In this April’s issue, David Frum presents a challenging view on the pros and cons of immigration that would make liberals uncomfortable. He points out that discomfort with unchecked immigration is equally shared by elderly and young Americans. Accepting low-skill and, thus, low-wage immigrants will, over their lives, burden the safety net more than it will help it. Those who benefit the most from immigration, especially undocumented immigration, are the employers while those bearing most of the cost are native working-class Americans. Undocumented immigrants, now numbered around 11 million, have no rights to due process making them reluctant to complain about working conditions, thus allowing employers to behave badly toward all workers, whether native or foreign. Without the right to vote, immigrants are also taken out of the equation as far as speaking out along with their native fellow workers on issues of mutual interest. He also points out that recent immigrants bring low rather high work skills. Frum does not ignore the benefits of immigration. First, it is the only reliable source of population growth given the below-replacement birth rate of white Americans. Placed strategically around the country can revitalize decaying communities. Second, no matter how low the skills and education of the first-generation immigrants are, as the country’s experience shows, fresh immigrants become the seeds for the ongoing advancement of the country as second-generation immigrants move toward higher levels of attainment.

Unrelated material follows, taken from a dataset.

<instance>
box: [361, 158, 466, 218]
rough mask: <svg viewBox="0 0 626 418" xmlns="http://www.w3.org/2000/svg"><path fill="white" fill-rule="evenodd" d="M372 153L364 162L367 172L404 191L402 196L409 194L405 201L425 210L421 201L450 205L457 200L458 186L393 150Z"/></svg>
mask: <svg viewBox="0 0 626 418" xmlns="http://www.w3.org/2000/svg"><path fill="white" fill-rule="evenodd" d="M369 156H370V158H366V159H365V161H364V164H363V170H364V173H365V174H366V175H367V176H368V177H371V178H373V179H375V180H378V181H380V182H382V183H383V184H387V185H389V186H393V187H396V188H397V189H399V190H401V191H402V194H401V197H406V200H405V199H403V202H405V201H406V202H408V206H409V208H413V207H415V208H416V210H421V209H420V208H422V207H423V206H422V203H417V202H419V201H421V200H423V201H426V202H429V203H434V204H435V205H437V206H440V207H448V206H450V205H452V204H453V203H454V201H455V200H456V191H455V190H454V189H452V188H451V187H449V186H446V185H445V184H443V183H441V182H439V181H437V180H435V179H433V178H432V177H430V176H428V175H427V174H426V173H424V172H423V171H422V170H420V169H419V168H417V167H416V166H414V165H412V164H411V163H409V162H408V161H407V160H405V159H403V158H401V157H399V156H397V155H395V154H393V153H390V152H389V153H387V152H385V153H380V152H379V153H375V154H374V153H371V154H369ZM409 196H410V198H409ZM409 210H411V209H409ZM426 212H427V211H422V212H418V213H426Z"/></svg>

Conservatives and liberals also seem to miscalculate the political benefits of immigration. Conservatives fear that fresh immigrants are inclined to vote Democratic once they gain citizenship. Thus, Republicans are reluctant for endorse bold plans that would put millions of undocumented immigrants on the path to citizenship. Democrats, on their part, tend to overestimate the durability of the immigrants’ loyalty to their party. They ignore that future generations of immigrants move to the middle class as professionals or entrepreneurs. At that point, they are more likely to align their interests with social and economic peers who may very well go Republican. Reihan Salam makes this point in his essay The Next Populist Revolution (Sept. 2018 The Atlantic). More troublesome for Democrats is that second-generation Latino immigrants still lag white Americans in education and, hence, their cohort political group may be the same populist group that powered Trump’s drive to the White House.